Supposedly, plastic surgery is kind of a benefit on the health care, and you're allowed a certain procedure every so many years. So it's normal to ask a person, "You haven't gotten implants yet? Why not?" There are about 100 breast implants/day.
Interestingly, people openly talk about these appointments, or other appointments, like therapy. The Argentine people love therapy, and would rather work other appointments [lunches, dates, meetings] around their therapy schedules.
Former mansion, now the Hyatt Hotel.
Another former mansion, now the Vatican Embassy.
THE LAST former mansion that has stayed a mansion. Actually just looks like a haunted house.

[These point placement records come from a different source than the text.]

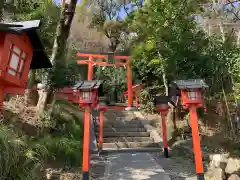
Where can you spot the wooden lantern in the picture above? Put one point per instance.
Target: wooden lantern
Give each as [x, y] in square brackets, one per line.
[20, 51]
[161, 103]
[111, 59]
[102, 103]
[88, 92]
[191, 91]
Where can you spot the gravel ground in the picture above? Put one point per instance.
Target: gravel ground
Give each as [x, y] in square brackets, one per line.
[177, 167]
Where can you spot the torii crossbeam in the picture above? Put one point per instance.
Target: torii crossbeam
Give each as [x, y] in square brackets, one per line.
[108, 59]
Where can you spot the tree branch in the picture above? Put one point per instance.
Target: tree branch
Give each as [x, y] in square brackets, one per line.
[235, 14]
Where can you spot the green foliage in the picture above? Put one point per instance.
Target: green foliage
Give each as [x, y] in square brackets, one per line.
[64, 143]
[166, 36]
[47, 11]
[62, 149]
[18, 161]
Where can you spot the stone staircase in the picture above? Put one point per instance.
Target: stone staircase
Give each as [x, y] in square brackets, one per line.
[123, 131]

This is truly a terrible quality photo.
Here's the point: people here don't want to show off on the outside of their house that they can afford things they don't need. Why bother painting or fixing the outside of your house? Instead, they spend money on clothes and art. This person, in particular, could not fit the large ceramic bull inside their one-floor apartment, so they decided to leave it outside on the balcony for everyone to see.
It's like we're in Merry Ol' England!
Sol said that it's commonly believed that the Argentine people truly believe in becoming one culture:
"We speak Spanish, we look Italian, we want French things, and we want to be British."
The most important element of the evening: having dinner and wine, then sharing Quilmes Stout [my favorite!] with a cancer research pHD student from London, an economics pHD student from Germany, a physics pHD student from Switzerland, and a gastronomist/chef from Ecuador, most of whom I met on the tour.